After you've completed the installation process, you can access the PowerShell 3.0 engine and ISE just as you can in Windows 7 and Server 2008 R2 (i.e., from the Start menu or a command prompt). You can access the PowerShell 2.0 engine the same way you do in the other OSs by running the following command at a Windows or PowerShell command prompt:

powershell -version 2

The PowerShell Game

A PowerShell installation can be like a shell game—you need to try to figure out where the pieces are hidden. Yet if you know which version of PowerShell you want to run and on which OS you want to run it, it's merely a matter of zooming in on the correct set of instructions.
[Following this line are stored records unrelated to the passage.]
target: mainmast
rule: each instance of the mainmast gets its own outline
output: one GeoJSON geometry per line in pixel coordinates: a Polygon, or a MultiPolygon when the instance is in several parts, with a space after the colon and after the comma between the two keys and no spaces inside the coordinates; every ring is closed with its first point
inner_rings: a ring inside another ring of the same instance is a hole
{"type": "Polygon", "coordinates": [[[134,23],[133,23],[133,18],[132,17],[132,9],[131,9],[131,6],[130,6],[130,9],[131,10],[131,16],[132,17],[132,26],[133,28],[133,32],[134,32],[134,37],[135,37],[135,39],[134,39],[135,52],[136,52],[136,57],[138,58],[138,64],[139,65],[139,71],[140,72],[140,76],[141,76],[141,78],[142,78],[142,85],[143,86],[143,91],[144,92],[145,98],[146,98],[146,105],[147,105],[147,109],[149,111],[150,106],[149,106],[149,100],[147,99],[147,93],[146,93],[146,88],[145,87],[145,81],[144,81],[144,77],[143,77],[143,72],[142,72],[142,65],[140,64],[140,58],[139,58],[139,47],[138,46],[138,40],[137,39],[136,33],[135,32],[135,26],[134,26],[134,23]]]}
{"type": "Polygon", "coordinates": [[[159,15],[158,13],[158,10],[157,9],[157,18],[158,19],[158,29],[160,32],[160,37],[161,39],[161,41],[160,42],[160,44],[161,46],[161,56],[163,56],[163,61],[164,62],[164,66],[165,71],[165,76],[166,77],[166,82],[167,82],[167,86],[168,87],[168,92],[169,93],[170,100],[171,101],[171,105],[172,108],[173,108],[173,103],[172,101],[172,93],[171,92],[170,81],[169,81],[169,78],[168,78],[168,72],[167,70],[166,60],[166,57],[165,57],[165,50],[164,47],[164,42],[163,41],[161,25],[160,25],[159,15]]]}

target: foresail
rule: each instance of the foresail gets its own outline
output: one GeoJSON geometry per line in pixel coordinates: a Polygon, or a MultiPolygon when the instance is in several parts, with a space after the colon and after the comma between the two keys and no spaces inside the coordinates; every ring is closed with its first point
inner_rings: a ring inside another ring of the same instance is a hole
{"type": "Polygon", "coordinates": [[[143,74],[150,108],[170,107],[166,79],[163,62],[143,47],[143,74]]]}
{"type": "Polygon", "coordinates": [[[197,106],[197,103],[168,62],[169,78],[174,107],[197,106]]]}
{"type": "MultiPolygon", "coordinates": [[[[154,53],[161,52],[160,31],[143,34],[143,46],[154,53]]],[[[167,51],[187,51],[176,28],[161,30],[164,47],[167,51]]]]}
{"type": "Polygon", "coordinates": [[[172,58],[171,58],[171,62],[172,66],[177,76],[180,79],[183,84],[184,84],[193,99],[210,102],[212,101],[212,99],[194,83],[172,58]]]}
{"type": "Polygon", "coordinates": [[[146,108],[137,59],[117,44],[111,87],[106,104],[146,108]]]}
The good news is that you can run the PowerShell 3.0 engine and ISE on any of the OSs discussed here. With PowerShell 3.0, not only do you get a number of new core cmdlets, but you'll also find such features as Windows PowerShell Web Access, CIM integration, disconnected sessions, and support for Windows Workflow Foundation. The PowerShell 3.0 ISE has also been significantly enhanced with support for such features as IntelliSense, auto-save, block copy, brace matching, and expand-collapse sections. Best of all, you can still access the PowerShell 2.0 engine.

Even if you choose to stick with PowerShell 2.0 only, you must still make sure that you're working with the right PowerShell version and that it's running on the system you want it to run on. To that end, you should now have the information you need to set up the PowerShell 2.0 environment.